Bu üç grup da en az yedi asırdır Anadolu topraklarında yaşayan Alevilerin mirasının altını boşaltıyor. Alevilikte yer alan Hak-Muhammet-Ali üçlemesinin, Sünnilik ve Şiilik ile taban tabana bir zıtlık arzettiği görülmüyor. Alevi deyiş ve nefeslerinde dile getirilen Ali düşüncesi, ne Emevi camisinde ne Ehlibeyt camisinde kabul edilir.

Geçmiş solculuğunda bir toplumsal güç yaratamamış, işçisine, köylüsüne, halkına yabancılaşmış sekter solcular da ilk iki gruptan farklı bir şey söylediklerini zannederken, aslında onlara katılarak Alevi hareketi içinde yeniden tektipçi bir Alevilik yaratma tuzağına düşüyorlar.
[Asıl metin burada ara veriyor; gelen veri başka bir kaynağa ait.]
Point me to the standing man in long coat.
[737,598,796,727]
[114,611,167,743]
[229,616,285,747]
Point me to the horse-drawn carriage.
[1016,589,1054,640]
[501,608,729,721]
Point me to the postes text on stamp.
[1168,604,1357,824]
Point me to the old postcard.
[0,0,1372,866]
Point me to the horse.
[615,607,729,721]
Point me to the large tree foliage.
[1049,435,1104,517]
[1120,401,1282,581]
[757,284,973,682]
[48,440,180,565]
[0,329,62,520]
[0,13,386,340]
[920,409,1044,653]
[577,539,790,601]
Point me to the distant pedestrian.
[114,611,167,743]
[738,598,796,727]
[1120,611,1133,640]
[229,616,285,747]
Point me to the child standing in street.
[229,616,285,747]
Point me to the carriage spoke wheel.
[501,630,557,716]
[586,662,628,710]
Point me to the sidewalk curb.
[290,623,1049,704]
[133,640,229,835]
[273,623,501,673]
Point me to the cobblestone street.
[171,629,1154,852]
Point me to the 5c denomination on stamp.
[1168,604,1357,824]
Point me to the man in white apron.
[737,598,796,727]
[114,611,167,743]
Aleviler Muhhabetle Kendi Hakikatini Tartışıyor

İsteyen Emevi camisi, isteyen Ehlibeyt camisi üzerinden Aleviliği islamlaştırmayı savunsun, isteyen “İslam dışıdır” diyerek, tarihi ve felsefi yapısını sekterlikle seyreltmeye çalışsın. Milyonlarca Alevi, cemevlerinde kırmadan dökmeden, yol muhabbetleri ile kendi hakikatini tartışıyor!

Alevilik kendine özgü bir inanç ve yoldur. Kendi öğretisi ve felsefesi vardır. Hiçbir din ve inancın içine sığmayacağı gibi, hiç bir din ve inancı da dışarıda bırakmayan bir duruşa sahiptir. Aleviliğin öğretisi ve değerlerinin sadece ve sadece Alevilik, Bektaşilik ve Kızılbaşlık’a ait olduğu bilinmektedir.
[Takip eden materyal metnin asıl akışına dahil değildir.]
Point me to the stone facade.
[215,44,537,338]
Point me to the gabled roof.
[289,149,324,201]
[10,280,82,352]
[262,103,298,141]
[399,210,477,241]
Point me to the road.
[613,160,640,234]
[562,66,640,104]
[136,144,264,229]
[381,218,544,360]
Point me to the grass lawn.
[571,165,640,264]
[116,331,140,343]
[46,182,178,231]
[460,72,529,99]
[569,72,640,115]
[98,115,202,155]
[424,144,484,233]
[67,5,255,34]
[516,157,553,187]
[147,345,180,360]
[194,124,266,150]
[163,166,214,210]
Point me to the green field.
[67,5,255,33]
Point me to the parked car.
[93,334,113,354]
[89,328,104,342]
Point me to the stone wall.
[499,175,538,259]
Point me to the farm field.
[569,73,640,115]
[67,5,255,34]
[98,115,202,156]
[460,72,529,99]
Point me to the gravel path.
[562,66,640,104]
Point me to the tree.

Bugün Aleviliğin inanç dairesi içindeki unsurlar, etkinlendiği kaynaklar ne olursa olsun, Alevilik bu unsurların hepsini kendi yol öğretisi ve inancıyla yeniden yorumlayarak tanımlamış, dünyevi bir inanca dönüştürmüştür.

İşte bu açıdan bakıldığında Alevi nefes ve cemlerindeki Ali algısı, Emevi ve Ehlibeyt camisindeki Ali algısıyla taban tabana zıttır!
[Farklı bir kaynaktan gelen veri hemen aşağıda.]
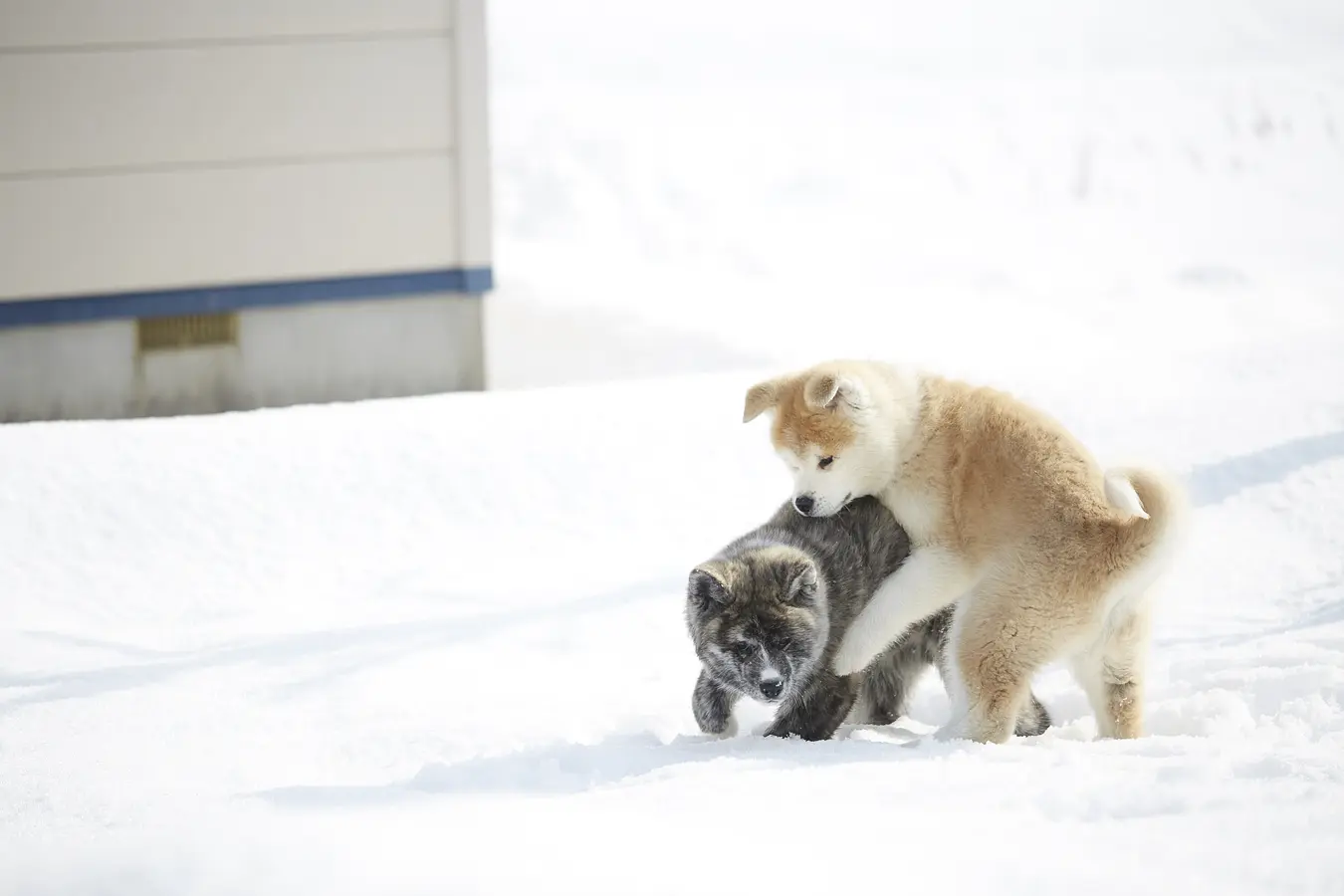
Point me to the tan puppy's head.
[742,364,892,516]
Dolayısıyla sekter solculara da soruyorum;

1. Bugüne kadar AABK, ABF, ADEF, PSAKD, AKD, HBVAKV gibi Alevi kurumlarımız ve cemevlerinde hizmet veren hangi Ana ya da Dede, Alevilerin İslam’ın 5 ve imanın 6 şartına uyması gerektiğini dile getirdi ki rahatsız oluyorsunuz?

2. Bugüne kadar cemevlerinde şeriat dersleri mi verildi? Kuran ya da namaz kursu mu açıldı?

3. Bugüne kadar bu kurumlarımızda hangi ana ya da dede Alevilere cemevinin değil, caminin yolunu gösterdi?

Kurumlarımızda cem var, muhabbet var, semah var, bağlama var, deyiş var, lokma var, vahiylerin değil, aklın muhabbeti var!

Bir kerbela var;

Küresel yezitliğin dünyasında, emek sömürüsü ve yoksulluğun açmazında, kadınların ve gençlerin acısında, susuzluğun ve iklim değişikliğinin gölgesinde, insan hak ve onurunun yıpranışında, ırkçılığın ve faşizmin boyunduruğunda, şeriatçılığın ve yobazlığın yükselişinde, hayvanların ve doğanın tükenişinde şekillenenen bir kerbela bu.

Asırlardır katliamların, inkarın, imhanın kerbelasında yaşadığı yetmeyen Aleviler’in kerbelası tüm dünyaya yayılırken, Aleviler’e dair kuracak söz bulamıyor musunuz?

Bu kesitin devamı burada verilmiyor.